Honor is dead, according to the Sanderson book I read last year. In the real world, we would probably consider it on life support. But World War I gives us our last good look at battlefield honor in action. Part of that is because of the parties involved. The English and German soldiers were cousins, in a sense, while the French were neighbors. Yes, they had names for each other (I actually didn’t know "Tommy" was the German nickname for British soldiers until I read this book!) and traded insults, but they did so in the knowledge that they were fighting…fellow men.

After WWI, that changed. Propaganda was able to reach the critical levels of today. Even by World War II, not even two full generations after Versailles changed the world, dehumanization through mass media had already begun its work, and the 80 years since have only made things worse. This has even altered perceptions of the Great War itself; The Storm of Steel is considered a dangerous book by leftists, precisely because it shows what a German patriot believes. And we all know that German patriots are evil, right?

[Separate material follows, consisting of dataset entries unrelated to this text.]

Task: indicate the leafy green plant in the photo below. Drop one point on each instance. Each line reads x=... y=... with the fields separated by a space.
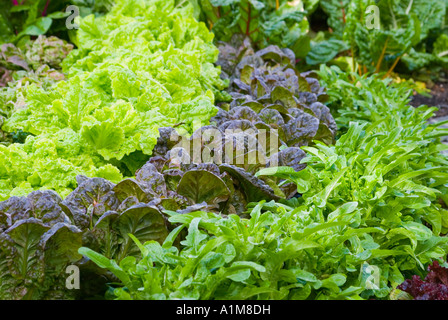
x=103 y=120
x=274 y=22
x=407 y=32
x=38 y=63
x=37 y=243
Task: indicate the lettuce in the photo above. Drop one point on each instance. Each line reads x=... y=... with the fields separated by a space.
x=145 y=65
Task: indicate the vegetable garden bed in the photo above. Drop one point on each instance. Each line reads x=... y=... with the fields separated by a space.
x=210 y=150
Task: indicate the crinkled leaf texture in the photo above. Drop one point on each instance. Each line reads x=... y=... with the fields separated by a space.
x=144 y=65
x=37 y=243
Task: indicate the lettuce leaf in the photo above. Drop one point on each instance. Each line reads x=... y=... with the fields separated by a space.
x=144 y=65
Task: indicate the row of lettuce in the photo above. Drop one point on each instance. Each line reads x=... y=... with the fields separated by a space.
x=358 y=35
x=88 y=176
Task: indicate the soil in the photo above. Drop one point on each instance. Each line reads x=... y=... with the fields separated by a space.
x=438 y=98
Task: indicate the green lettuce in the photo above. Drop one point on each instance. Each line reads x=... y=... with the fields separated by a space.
x=145 y=65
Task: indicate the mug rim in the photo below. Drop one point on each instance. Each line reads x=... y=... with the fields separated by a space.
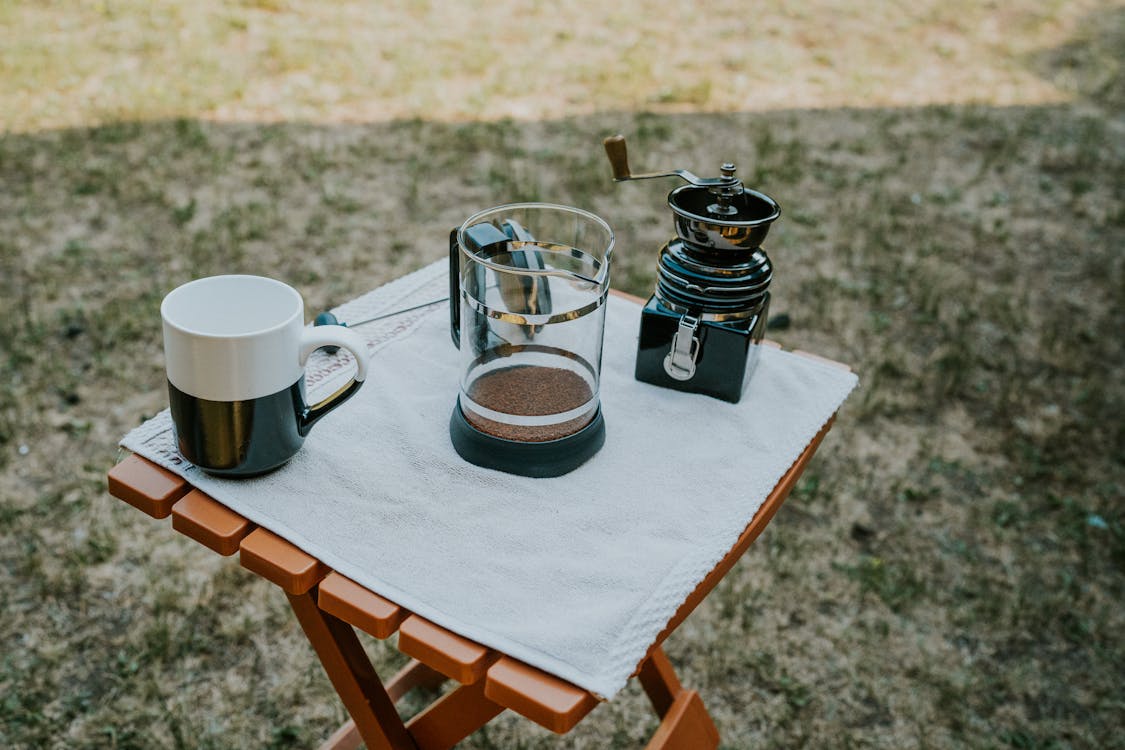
x=298 y=312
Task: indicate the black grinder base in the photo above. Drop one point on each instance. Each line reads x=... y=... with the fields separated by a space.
x=726 y=358
x=551 y=458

In the end, this was not the book I wanted to read this summer. I was sick all week, I saw it on my tablet, and I dove into it during my convalescence. And I’m glad I did, because it really is a great book about what, I must admit, has always been my favorite war from a historical perspective. Ignore the people claiming that it’s fascist, or that it promotes Nazism. Ernst Jünger doesn’t do any of that. All he does is tell it like it is. Soldiers fought for four years, killing each other by the millions, because they believed they were part of something greater than themselves. The reason that sounds crazy to us is simple: we just don’t believe that anymore.